Schrock, who is Rule 5 Draft-eligible after the 2018 season, will at least be knocking on St. Louis's door given his proximity to the Majors. And with an expected invite to Major League Spring Training, the Cardinals should give him a full look to see just how close he is. The presence of Kolten Wong, who is signed through at least 2020, complicates big league matters for Schrock. But considering St. Louis had an eye on him during the Piscotty negotiations, the club seems willing to give him a chance, should he continue to hit and show a solid glove. That's all he's worried about too.
"I'm not focusing on one certain area to make that happen," he said of pushing for a Major League debut. "I know what type of player I can be, and I think I just need to keep showing that I can be that consistently. I'm not going to try to hit 25 home runs or anything like that.
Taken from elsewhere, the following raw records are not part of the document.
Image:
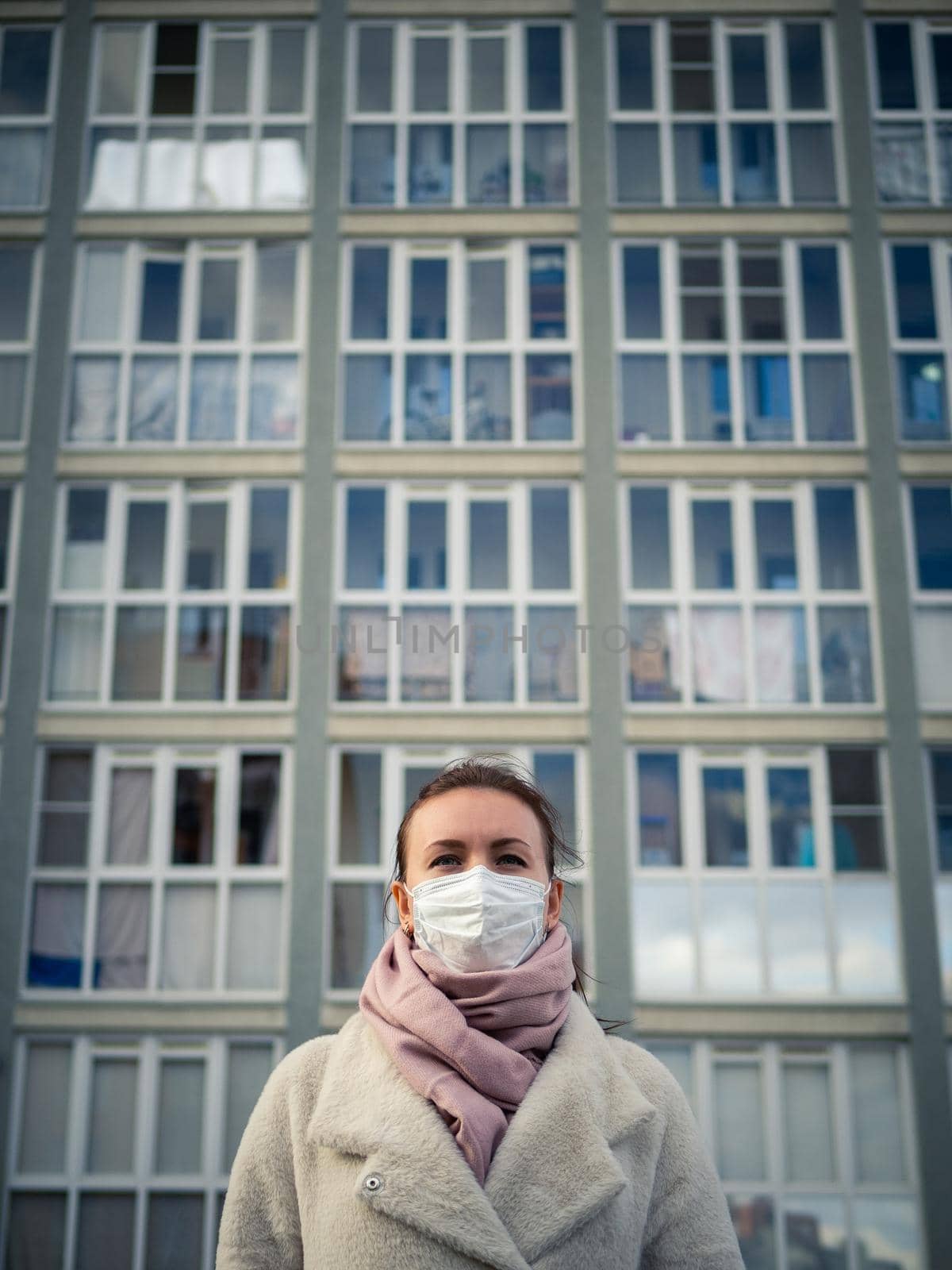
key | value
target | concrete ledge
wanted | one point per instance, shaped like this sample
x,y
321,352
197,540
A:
x,y
729,461
118,1016
457,461
117,463
164,725
456,222
522,725
812,727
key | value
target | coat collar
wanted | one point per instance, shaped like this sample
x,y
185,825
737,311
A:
x,y
581,1103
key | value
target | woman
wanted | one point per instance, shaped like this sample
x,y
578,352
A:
x,y
473,1111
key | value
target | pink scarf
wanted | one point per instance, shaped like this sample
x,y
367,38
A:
x,y
470,1041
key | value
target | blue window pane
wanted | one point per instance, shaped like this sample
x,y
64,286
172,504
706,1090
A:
x,y
641,276
932,524
916,305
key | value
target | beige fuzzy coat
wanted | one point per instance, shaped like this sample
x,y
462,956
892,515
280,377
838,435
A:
x,y
344,1166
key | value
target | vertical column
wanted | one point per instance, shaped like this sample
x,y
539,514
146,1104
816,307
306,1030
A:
x,y
309,851
38,491
608,849
914,870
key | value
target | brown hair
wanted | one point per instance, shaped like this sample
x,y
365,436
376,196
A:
x,y
503,772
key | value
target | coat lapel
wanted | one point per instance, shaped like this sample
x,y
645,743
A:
x,y
552,1172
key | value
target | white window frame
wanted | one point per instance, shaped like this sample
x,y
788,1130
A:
x,y
926,112
517,346
400,117
672,346
778,111
127,347
158,874
235,596
683,596
456,596
254,120
395,760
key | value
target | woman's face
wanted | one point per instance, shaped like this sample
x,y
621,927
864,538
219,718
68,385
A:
x,y
456,831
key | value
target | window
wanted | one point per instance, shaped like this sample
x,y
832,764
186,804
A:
x,y
194,603
494,559
27,90
457,343
454,114
734,342
814,1142
747,595
762,873
371,787
939,787
194,343
919,286
19,273
911,80
931,573
724,111
187,114
159,869
124,1143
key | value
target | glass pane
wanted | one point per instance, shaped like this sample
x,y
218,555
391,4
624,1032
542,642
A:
x,y
804,48
140,652
789,802
781,662
867,956
714,548
643,292
370,271
725,816
486,78
194,831
808,1123
739,1126
188,944
664,940
367,398
797,937
254,937
178,1149
489,671
877,1126
428,298
359,825
44,1108
654,660
659,810
206,546
425,545
932,526
130,816
547,292
651,537
551,559
249,1068
200,671
486,295
846,658
263,656
634,67
112,1115
76,653
837,539
213,399
543,67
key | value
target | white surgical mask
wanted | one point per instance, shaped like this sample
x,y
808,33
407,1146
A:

Just try to stay consistent and let my play solve itself."
It doesn't hurt to say that when the player in question hasn't hit lower than .308 or produced an OPS lower than .801 at any Minor League level. It also doesn't hurt, even in times when there is so much change, to have gone through the motions of a trade before.
"I'm excited obviously," Schrock said. "Everything I hear about the Cardinals has been great, especially in their player development department. At the same time, it [stinks] to make friends with one organization and then have to learn a whole new group of guys all over again. But hey, this isn't the first time, so I think I'll be fine."